Каникулы шли ни шатко, ни валко. Пашка совсем забросил онлайн-баталии; в середине недели к нему даже зашёл удивлённый Стёпка — что такое, тебя компа лишили? Да нет, не лишили, просто не хочется.
— Паша, ну чего ты целыми днями один дома сидишь? — спрашивала мама. — Сходил бы к прадедам или подружку свою сводил куда-нибудь. Дать тебе денег на кино-кафе?
— Не надо. Её в городе нет — она со своим клубом в Москве на соревнованиях. А прадед гриппом заболел.
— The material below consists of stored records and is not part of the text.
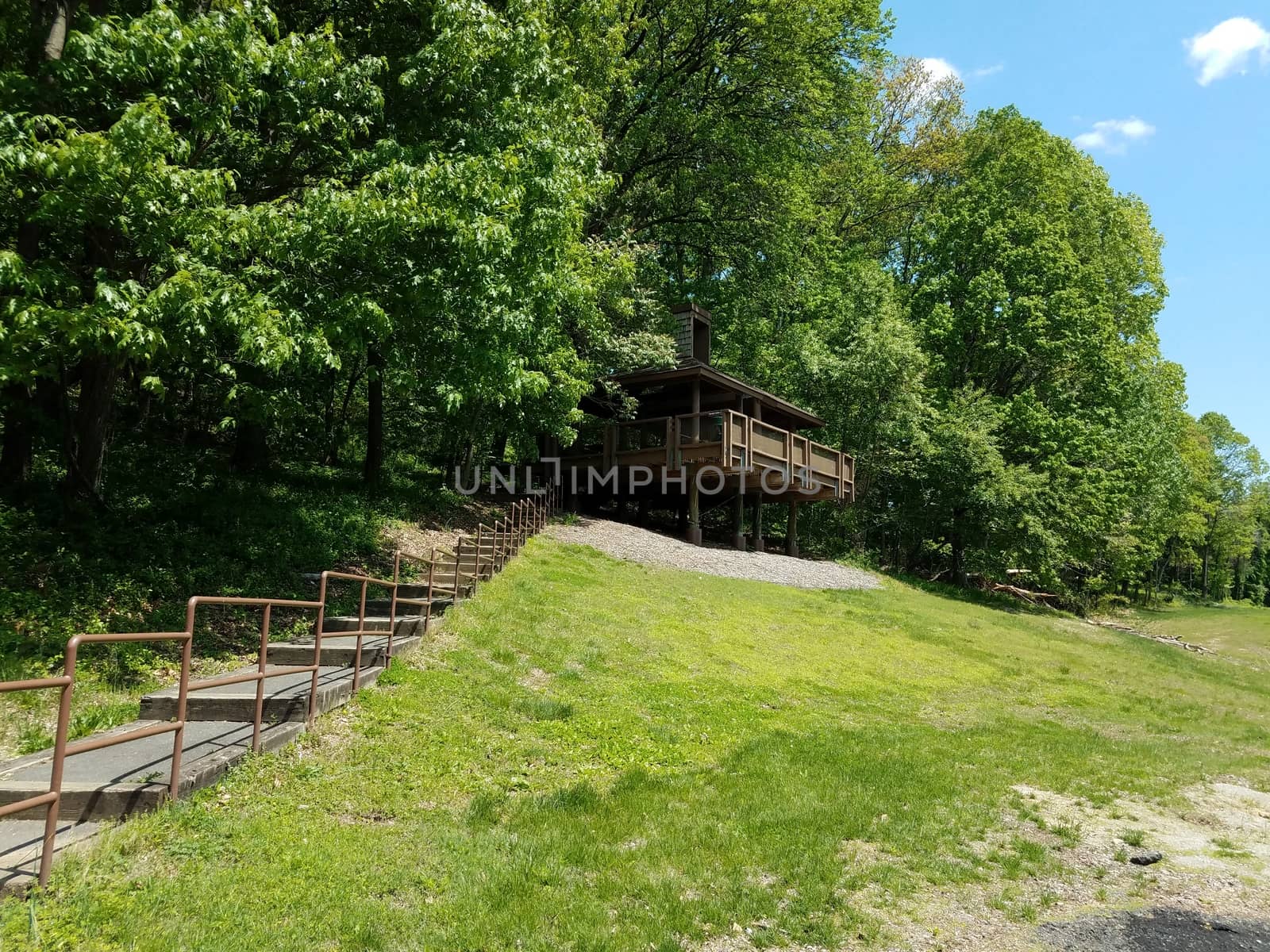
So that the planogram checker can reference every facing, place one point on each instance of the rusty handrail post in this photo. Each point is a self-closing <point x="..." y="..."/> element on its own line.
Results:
<point x="459" y="555"/>
<point x="361" y="630"/>
<point x="56" y="771"/>
<point x="427" y="611"/>
<point x="318" y="632"/>
<point x="260" y="685"/>
<point x="397" y="577"/>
— Ясно, — мама совсем по-Пашкиному закусила щеку, но тут же опомнилась.
— Позвони им.
— Я подумаю, — что означало завуалированное «нет». Пашка вздохнул: женская часть его семьи не общалась друг с другом примерно с тех пор, как он пошёл во второй класс.
— Понимаешь, она меня очень любит, — попыталась однажды мама объяснить сыну суть конфликта с прабабкой, — и поэтому не стесняется причинять добро по любому поводу. А я взрослый человек, у меня своя голова на плечах имеется.
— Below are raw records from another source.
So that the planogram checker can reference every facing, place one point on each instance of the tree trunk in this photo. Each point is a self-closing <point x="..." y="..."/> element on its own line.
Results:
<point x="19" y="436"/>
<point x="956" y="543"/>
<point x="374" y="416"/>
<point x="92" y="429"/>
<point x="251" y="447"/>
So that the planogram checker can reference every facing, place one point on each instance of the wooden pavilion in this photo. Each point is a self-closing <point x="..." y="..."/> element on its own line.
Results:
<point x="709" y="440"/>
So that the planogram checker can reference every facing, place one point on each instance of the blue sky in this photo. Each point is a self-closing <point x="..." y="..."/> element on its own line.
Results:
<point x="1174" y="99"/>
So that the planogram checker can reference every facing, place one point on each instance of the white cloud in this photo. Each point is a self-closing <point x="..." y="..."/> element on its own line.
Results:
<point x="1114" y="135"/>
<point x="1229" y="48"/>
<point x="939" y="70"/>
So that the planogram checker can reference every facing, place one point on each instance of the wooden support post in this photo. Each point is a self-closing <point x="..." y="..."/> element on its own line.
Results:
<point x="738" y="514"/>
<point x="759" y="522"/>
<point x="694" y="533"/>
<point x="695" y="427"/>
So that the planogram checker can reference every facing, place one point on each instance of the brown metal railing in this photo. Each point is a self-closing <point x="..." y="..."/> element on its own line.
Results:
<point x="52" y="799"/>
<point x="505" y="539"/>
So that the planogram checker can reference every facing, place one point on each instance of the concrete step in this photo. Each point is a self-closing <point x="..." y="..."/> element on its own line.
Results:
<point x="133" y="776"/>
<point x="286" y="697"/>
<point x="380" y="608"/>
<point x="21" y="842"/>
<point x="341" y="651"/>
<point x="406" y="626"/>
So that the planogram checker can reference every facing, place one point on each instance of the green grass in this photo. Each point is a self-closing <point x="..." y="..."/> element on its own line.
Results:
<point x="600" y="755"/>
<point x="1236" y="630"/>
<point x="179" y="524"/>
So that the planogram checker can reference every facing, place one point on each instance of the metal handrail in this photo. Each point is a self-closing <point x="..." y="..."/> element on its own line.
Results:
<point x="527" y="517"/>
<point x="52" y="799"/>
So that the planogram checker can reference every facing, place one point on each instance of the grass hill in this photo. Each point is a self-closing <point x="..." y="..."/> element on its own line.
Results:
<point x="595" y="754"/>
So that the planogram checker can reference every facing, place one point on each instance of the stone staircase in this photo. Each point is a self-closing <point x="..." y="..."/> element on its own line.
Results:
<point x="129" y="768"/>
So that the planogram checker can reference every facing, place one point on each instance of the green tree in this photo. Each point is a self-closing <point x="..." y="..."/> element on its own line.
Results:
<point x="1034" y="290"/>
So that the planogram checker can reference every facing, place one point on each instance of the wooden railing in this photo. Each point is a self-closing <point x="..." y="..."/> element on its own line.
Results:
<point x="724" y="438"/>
До конца полученным ответом Пашка проникся лишь недавно, когда пересказывал его Герману.
— «Причинять добро», — тот тоже оценил оборот. — Да, это мы умеем. Чем сильнее любим, тем ожесточённее причиняем.
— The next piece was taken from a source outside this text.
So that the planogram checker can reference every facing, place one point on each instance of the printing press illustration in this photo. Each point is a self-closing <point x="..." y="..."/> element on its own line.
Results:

А с другой стороны, разве не он сказал, что не смог бы держать Пашку в клетке? Может, и прабабка когда-нибудь согласится давать маме больше свободы? Просто было бы так здорово, если б их небольшая семья снова стала единым целым!
Конечно, кроме родственников Пашка в те дни думал и о Германе: где он там, как у него дела? Корил себя, что не догадался снова предложить обмен координатами. Бережно перебирал в памяти прошедшие месяцы — встречу за встречей, — боясь позабыть хотя бы мельчайшую из деталей. И не переставал изумляться стремительности случившихся перемен. Целых два года он был твёрдо уверен, что влюблён в Варю, а все его детские заскоки — стыдное душевное уродство, которое нельзя озвучивать даже в мыслях. Не скажи мама про авантюрин, не сложи Пашка кусочки мозаики из собственных настоящих чувств и поступков Германа, не решись спросить, напуганный до студенистых коленок и подталкиваемый безумной надеждой… Как много было «не» — и как всё совпало! Как плеснуло через край обжигающим, дурманящим варевом! Нет, он не жалел, ни капельки, и до чего же здорово, что ему осталась горящая под ключицей метка-подтверждение: это не приснилось, его взаправду любят. На последнем слове сердце привычно ёкнуло: «Меня. Любит. Герман». Совсем обычного, не особенно умного или там красивого — любит. Незаслуженное чудо, словно в сомкнутые лодочкой ладони вдруг скатилась с неба сердитая, колючая звезда. Пускай из глубоких порезов мерно падают на землю тяжёлые алые капли — ни за что, никогда он её не выпустит.